VWG für den RVR-Austritt

Rheinische Post Wesel berichtet am 17. September 2008:

Kreis Wesel (fws). Nach CDU , Grünen und FDP haben sich jetzt auch die Vereinigten Wählergemeinschaften (VWG) für einen Austritt des Kreises Wesel aus dem Regionalverband Ruhr ausgesprochen. Dies teilte Martin Kuster, Sprecher der VWG im Kreistag, nach einer Mitgliederversammlung mit. „Zwei sachliche Kriterien“, so Kuster, gaben den Ausschlag: Hoheit der Landschaftsplanung (Essen statt Düsseldorf) und das Verhältnis zwischen RVR-Leistung und finanzieller Verpflichtung des Kreises. Unter den jetztigen Bedingungen sei ein Austritt vorteilhafter, doch müsse der Kreis den Fortbestand laufender Projekte im Kreisgebiet in voller Höhe garantieren, sagen die VWG. Sie fordern ein Konzept, wie der Kreis über andere Verbünde auch künftig an Zuschüsse für Landschaftspflege und -entwicklung kommen kann.

>> Ab November wird das Taxi teurer <<

NRZ Niederrhein berichtet am 18. September 2008 (Ausschnitt) :

KREIS WESEL. Taxifahren wird teurer. War die Vereinigte Wählergemeinschaft VWG vor der Sommerpause noch mit dem Ziel angetreten, dass die Tarife nicht wie von der Verwaltung vorgeschlagen – steigen sollten, entschieden sich die Politiker im Verkehrsausschusss nun doch für eine Anhebung. Die VWG erreichte mit ihrem Antrag eine Verzögerung, eine Änderung der Tarife aber nicht. Und nun soll also die Grundgebühr von 2,20 Euro auf 2,40 Euro angehoben werden. Die VWG wollte nur eine Anhebung auf 2,35 Euro. Auf die Anhebung der Gebühr für Großraumtaxen sollte komplett verzichtet werden. Der Antrag ist im Ausschuss einstimmig abgelehnt worden.
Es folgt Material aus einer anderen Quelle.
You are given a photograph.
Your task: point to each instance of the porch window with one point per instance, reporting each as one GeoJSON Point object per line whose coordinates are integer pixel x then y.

Die neuen Tarife gelten ab 1. November.  (…)

>> FIW-Aus war vermeidbar <<

Rheinische Post Dinslaken berichtet am 16. September 2008 :

Voerde (RP) Das Ende der erfolgreichen Arbeit der Fraueninitiative für eine regionale Wirtschaft (FIW) wäre vermeidbar gewesen. Darauf weist Martin Kuster, Sprecher der VWG im Kreistag Wesel, in einer Reaktion auf das RP-Interview mit Monika Dräger-Seibel von vergangenen Samstag hin. Deshalb sei das Ende nun um so tragischer, so Kuster. „Hätte der Kreistag nicht mehrheitlich die Einrichtung von zwei zusätzlichen öffentlichen Stellen für eine neue zentralisierte Fachstelle ,Frau und Beruf’ im Kreishaus beschlossen, sondern statt höherer Personalkosten, die nun auf den Kreis zukommen werden, die Arbeit von FIW in Voerde für den rechtsrheinischen Raum und des Gegenstücks in Moers für den linksrheinischen Raum finanziell unterstützt, hätte das von Monika Dräger-Seibel im RP-Interview dargestellte bürgernahe und kompetente Beratungsangebot aufrecht erhalten werden können“, so Kuster. Die VWG sei davon überzeugt, dass wegen der fehlenden Bürgernähe das Beratungsangebot der neuen Fachstelle dem der bisherigen Regionalstellen nicht das Wasser reichen werden könne.

>> Marianne Meylahn fordert niedrigere Müllgebühren <<

Rheinische Post Moers berichtet am 27. August 2008 :

Das Moerser Kreistagsmitglied Marianne Meylahn von der Vereinigten Wählergemeinschaft ( VWG) macht sich erneut für eine Senkung der Müllgebühren stark. Der Überschuss des Abfallentsorgungszentrums dürfe nicht in den kommunalen Haushalten verschwinden. Die VWG habe sich bereits im Vorjahr für niedrigere Müllgebühren stark gemacht.